The question is whether a real bohemia is even possible today.
The first requirement is a tight neighborhood, as existed in Greenwich Village once upon a time, or in Paris in the 1920s.
I'd guess that classic bohemias were mixes of lower class and idle rich, or radical rich. Without the low rent aspect there's no authenticity, no edge.
How many American urban neighborhoods are full of vibrant life yet affordable at the same time? (Detroit's Cass Corridor in the 1990s.)
The Hydrogen Jukebox has created a scene in West Philly-- but West Philly is too sprawling, the writers here scattered all over the place. South Philly might be tighter; Fishtown more working class, with more real bohemian freedom.
Most interesting urban neighborhoods have been taken over by the gentry-- hyper-conformist rat-race yuppies who are if anything anti-bohemians. Rents and prices exclude all but the Clean and Saved.
Bourgeois conformity has spread into most segments of the upper class (even ultra-rich guys like Tom Beller and Rick Moody obtained writing degrees) and swept through the lower middle class from whose ranks come many MFA writer-wannabes. True artistic and social rebels are a minority of a minority.
Also, few writers today except those of means will travel to be part of a scene-- as many writers like Hemingway, Robert McAlmon, Kay Boyle, and so many others moved to Paris to create the Lost Generation.
Sorry, but one can't have a community of writers through the Internet, which is a collection of disembodied voices without the exciting interaction of physical reality. At best it's a bloodless, enervated, unsatisfactory substitute.

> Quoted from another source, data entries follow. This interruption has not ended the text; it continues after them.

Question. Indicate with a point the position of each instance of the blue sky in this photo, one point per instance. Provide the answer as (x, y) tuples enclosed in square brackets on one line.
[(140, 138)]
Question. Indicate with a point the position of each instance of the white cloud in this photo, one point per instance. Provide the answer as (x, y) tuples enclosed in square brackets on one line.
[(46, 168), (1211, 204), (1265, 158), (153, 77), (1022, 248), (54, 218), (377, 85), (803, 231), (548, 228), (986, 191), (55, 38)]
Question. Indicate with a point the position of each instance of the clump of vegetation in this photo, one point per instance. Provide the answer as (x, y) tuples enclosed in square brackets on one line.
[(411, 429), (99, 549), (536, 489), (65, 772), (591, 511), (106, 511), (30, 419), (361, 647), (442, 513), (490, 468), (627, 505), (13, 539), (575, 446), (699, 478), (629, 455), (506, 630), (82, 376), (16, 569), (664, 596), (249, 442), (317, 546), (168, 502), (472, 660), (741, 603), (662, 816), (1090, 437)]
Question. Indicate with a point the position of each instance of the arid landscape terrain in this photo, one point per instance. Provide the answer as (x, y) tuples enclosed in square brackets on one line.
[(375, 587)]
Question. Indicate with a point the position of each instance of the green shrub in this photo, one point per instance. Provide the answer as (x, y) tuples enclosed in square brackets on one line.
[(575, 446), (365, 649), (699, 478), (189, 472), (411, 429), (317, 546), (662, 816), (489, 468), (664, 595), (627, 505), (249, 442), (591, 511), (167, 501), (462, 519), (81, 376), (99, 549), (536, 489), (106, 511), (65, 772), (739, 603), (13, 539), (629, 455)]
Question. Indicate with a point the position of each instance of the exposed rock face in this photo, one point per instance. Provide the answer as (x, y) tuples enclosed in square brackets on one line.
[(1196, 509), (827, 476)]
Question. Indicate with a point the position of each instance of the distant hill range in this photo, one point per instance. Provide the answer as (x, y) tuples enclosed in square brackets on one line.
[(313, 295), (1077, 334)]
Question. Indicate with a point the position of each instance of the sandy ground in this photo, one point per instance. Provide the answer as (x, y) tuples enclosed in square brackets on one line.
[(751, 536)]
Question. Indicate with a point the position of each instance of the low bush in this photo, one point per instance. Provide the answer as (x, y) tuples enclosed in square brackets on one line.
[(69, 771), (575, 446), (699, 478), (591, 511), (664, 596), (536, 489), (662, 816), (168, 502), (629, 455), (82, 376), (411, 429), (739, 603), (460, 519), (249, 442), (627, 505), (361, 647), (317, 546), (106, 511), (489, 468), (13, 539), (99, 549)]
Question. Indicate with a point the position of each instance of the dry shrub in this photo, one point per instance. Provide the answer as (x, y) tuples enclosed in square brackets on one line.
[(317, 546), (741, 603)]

Those who pose today as literary bohemians are in fact anti-bohemians. Take MediaBistro, a walking contradiction; an impossibility-- a mock-bohemian scene constructed around career and conformity. Their reality is anti-bohemia (as they're so thoroughly anti-ULA). Only the pose of difference remains-- and as everyone inside the System adopts the pose, any trace of difference from acceptable life and culture has thoroughly vanished. All that's left is consumerist advertising.